How we collected the data

EDF partnered with researchers from the University of California, Berkeley and Berkeley Lab, along with citizen scientists from the West Oakland Environmental Indicators Project to deploy a network of 100 low cost black carbon sensors across West Oakland for 100 days in the summer of 2017 (from May 19 to August 26). The study was described in detail in a peer-reviewed paper published in Environmental Science & Technology in June 2019.

Development of the sensors

The black carbon sensors used in this project were designed and built by the Berkeley team–a detailed description of the technology and performance of the sensors was published in 2018. Prior to deployment, the researchers validated the sensors by operating them outdoors alongside high-grade black carbon monitors maintained and operated by the Bay Area Air Quality Management District (BAAQMD). All of the sensors used in the 100×100 study agreed closely with the BAAQMD's monitors.

Installation of the network

The Berkeley team installed the black carbon sensors across the West Oakland neighborhood outside of homes, local businesses, community organizations, and industrial sites. They placed several sensors at two BAAQMD air monitoring sites to allow for continuous validation throughout the campaign. They also placed sensors on Maritime Street along the Port of Oakland boundary as well as at three sites near the San Francisco Bay that are typically upwind of the Port of Oakland and other sources of pollution in West Oakland. The measured black carbon concentrations at these upwind sites represent "background" concentrations on top of which local sources of pollution build.
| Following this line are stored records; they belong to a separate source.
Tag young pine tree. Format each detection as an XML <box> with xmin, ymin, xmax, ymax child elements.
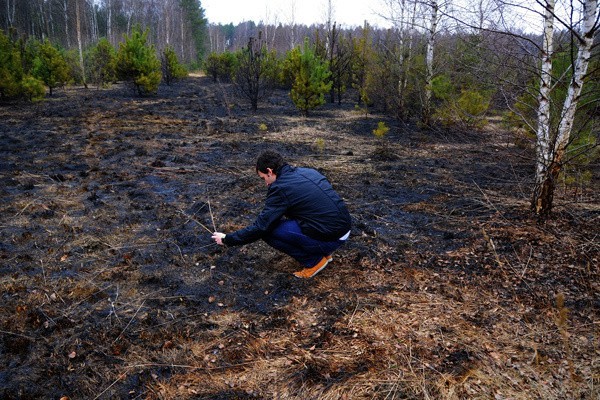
<box><xmin>162</xmin><ymin>46</ymin><xmax>187</xmax><ymax>86</ymax></box>
<box><xmin>0</xmin><ymin>30</ymin><xmax>23</xmax><ymax>99</ymax></box>
<box><xmin>116</xmin><ymin>26</ymin><xmax>161</xmax><ymax>95</ymax></box>
<box><xmin>33</xmin><ymin>39</ymin><xmax>70</xmax><ymax>96</ymax></box>
<box><xmin>87</xmin><ymin>38</ymin><xmax>117</xmax><ymax>89</ymax></box>
<box><xmin>285</xmin><ymin>39</ymin><xmax>332</xmax><ymax>117</ymax></box>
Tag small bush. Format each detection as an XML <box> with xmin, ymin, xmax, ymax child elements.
<box><xmin>285</xmin><ymin>39</ymin><xmax>332</xmax><ymax>116</ymax></box>
<box><xmin>32</xmin><ymin>39</ymin><xmax>70</xmax><ymax>96</ymax></box>
<box><xmin>204</xmin><ymin>52</ymin><xmax>237</xmax><ymax>82</ymax></box>
<box><xmin>162</xmin><ymin>46</ymin><xmax>187</xmax><ymax>86</ymax></box>
<box><xmin>116</xmin><ymin>26</ymin><xmax>161</xmax><ymax>95</ymax></box>
<box><xmin>435</xmin><ymin>90</ymin><xmax>490</xmax><ymax>129</ymax></box>
<box><xmin>373</xmin><ymin>121</ymin><xmax>390</xmax><ymax>139</ymax></box>
<box><xmin>86</xmin><ymin>38</ymin><xmax>117</xmax><ymax>88</ymax></box>
<box><xmin>21</xmin><ymin>75</ymin><xmax>45</xmax><ymax>101</ymax></box>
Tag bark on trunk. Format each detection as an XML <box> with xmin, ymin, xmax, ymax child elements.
<box><xmin>532</xmin><ymin>0</ymin><xmax>555</xmax><ymax>215</ymax></box>
<box><xmin>423</xmin><ymin>0</ymin><xmax>438</xmax><ymax>127</ymax></box>
<box><xmin>75</xmin><ymin>0</ymin><xmax>87</xmax><ymax>88</ymax></box>
<box><xmin>64</xmin><ymin>0</ymin><xmax>70</xmax><ymax>48</ymax></box>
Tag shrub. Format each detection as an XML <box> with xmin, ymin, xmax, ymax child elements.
<box><xmin>162</xmin><ymin>46</ymin><xmax>187</xmax><ymax>85</ymax></box>
<box><xmin>0</xmin><ymin>30</ymin><xmax>23</xmax><ymax>99</ymax></box>
<box><xmin>434</xmin><ymin>89</ymin><xmax>490</xmax><ymax>129</ymax></box>
<box><xmin>284</xmin><ymin>39</ymin><xmax>332</xmax><ymax>116</ymax></box>
<box><xmin>233</xmin><ymin>35</ymin><xmax>279</xmax><ymax>111</ymax></box>
<box><xmin>373</xmin><ymin>121</ymin><xmax>390</xmax><ymax>139</ymax></box>
<box><xmin>116</xmin><ymin>26</ymin><xmax>161</xmax><ymax>95</ymax></box>
<box><xmin>86</xmin><ymin>38</ymin><xmax>117</xmax><ymax>88</ymax></box>
<box><xmin>32</xmin><ymin>39</ymin><xmax>70</xmax><ymax>96</ymax></box>
<box><xmin>204</xmin><ymin>52</ymin><xmax>237</xmax><ymax>82</ymax></box>
<box><xmin>21</xmin><ymin>75</ymin><xmax>45</xmax><ymax>101</ymax></box>
<box><xmin>64</xmin><ymin>49</ymin><xmax>83</xmax><ymax>85</ymax></box>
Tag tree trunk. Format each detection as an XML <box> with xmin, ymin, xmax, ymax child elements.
<box><xmin>75</xmin><ymin>0</ymin><xmax>87</xmax><ymax>88</ymax></box>
<box><xmin>6</xmin><ymin>0</ymin><xmax>16</xmax><ymax>28</ymax></box>
<box><xmin>90</xmin><ymin>0</ymin><xmax>98</xmax><ymax>43</ymax></box>
<box><xmin>422</xmin><ymin>0</ymin><xmax>438</xmax><ymax>127</ymax></box>
<box><xmin>532</xmin><ymin>0</ymin><xmax>555</xmax><ymax>215</ymax></box>
<box><xmin>107</xmin><ymin>0</ymin><xmax>112</xmax><ymax>45</ymax></box>
<box><xmin>63</xmin><ymin>0</ymin><xmax>70</xmax><ymax>48</ymax></box>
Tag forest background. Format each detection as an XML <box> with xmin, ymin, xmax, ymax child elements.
<box><xmin>1</xmin><ymin>0</ymin><xmax>598</xmax><ymax>215</ymax></box>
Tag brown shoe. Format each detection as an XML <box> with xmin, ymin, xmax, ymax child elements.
<box><xmin>293</xmin><ymin>256</ymin><xmax>331</xmax><ymax>279</ymax></box>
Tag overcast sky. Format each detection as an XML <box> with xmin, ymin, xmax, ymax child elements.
<box><xmin>201</xmin><ymin>0</ymin><xmax>392</xmax><ymax>28</ymax></box>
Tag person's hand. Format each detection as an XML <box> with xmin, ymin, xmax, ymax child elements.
<box><xmin>212</xmin><ymin>232</ymin><xmax>226</xmax><ymax>245</ymax></box>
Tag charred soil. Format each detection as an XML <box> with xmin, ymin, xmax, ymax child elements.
<box><xmin>1</xmin><ymin>76</ymin><xmax>598</xmax><ymax>399</ymax></box>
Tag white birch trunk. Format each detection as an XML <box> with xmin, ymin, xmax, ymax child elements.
<box><xmin>534</xmin><ymin>0</ymin><xmax>555</xmax><ymax>190</ymax></box>
<box><xmin>396</xmin><ymin>0</ymin><xmax>406</xmax><ymax>99</ymax></box>
<box><xmin>554</xmin><ymin>0</ymin><xmax>597</xmax><ymax>159</ymax></box>
<box><xmin>75</xmin><ymin>0</ymin><xmax>86</xmax><ymax>87</ymax></box>
<box><xmin>423</xmin><ymin>0</ymin><xmax>438</xmax><ymax>125</ymax></box>
<box><xmin>39</xmin><ymin>0</ymin><xmax>47</xmax><ymax>39</ymax></box>
<box><xmin>64</xmin><ymin>0</ymin><xmax>71</xmax><ymax>48</ymax></box>
<box><xmin>6</xmin><ymin>0</ymin><xmax>15</xmax><ymax>27</ymax></box>
<box><xmin>90</xmin><ymin>0</ymin><xmax>98</xmax><ymax>43</ymax></box>
<box><xmin>107</xmin><ymin>0</ymin><xmax>112</xmax><ymax>45</ymax></box>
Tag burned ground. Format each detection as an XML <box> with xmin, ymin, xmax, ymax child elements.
<box><xmin>0</xmin><ymin>76</ymin><xmax>598</xmax><ymax>399</ymax></box>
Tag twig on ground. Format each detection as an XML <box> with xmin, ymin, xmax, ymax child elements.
<box><xmin>207</xmin><ymin>198</ymin><xmax>218</xmax><ymax>232</ymax></box>
<box><xmin>177</xmin><ymin>209</ymin><xmax>213</xmax><ymax>234</ymax></box>
<box><xmin>0</xmin><ymin>329</ymin><xmax>36</xmax><ymax>341</ymax></box>
<box><xmin>112</xmin><ymin>300</ymin><xmax>146</xmax><ymax>345</ymax></box>
<box><xmin>472</xmin><ymin>180</ymin><xmax>508</xmax><ymax>222</ymax></box>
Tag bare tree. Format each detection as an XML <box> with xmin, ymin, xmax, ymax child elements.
<box><xmin>287</xmin><ymin>0</ymin><xmax>298</xmax><ymax>49</ymax></box>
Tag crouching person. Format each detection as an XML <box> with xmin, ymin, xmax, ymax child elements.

Data collection and analysis

Sensors transmitted data from the 100×100 network wirelessly to a central database and averaged to 1-minute time resolution. In total, the network collected approximately 22 million measurements of 1-minute average black carbon concentrations. The Berkeley research team remotely monitored sensor performance throughout the campaign and conducted regular maintenance to maximize data quality and completeness. They replaced and repaired sensors experiencing problems as necessary. To prepare a database of valid black carbon concentrations, erroneous data resulting from technical problems were removed. Hourly average black carbon concentrations were calculated for all hours with at least 48 minutes of valid data, resulting in more than 200,000 hours of hourly average black carbon concentrations spanning the 100 days and 100 sites (84% data completeness). The Berkeley team then analyzed the final data set, evaluating daily and weekly trends across the network and identifying locations where pollution patterns differed.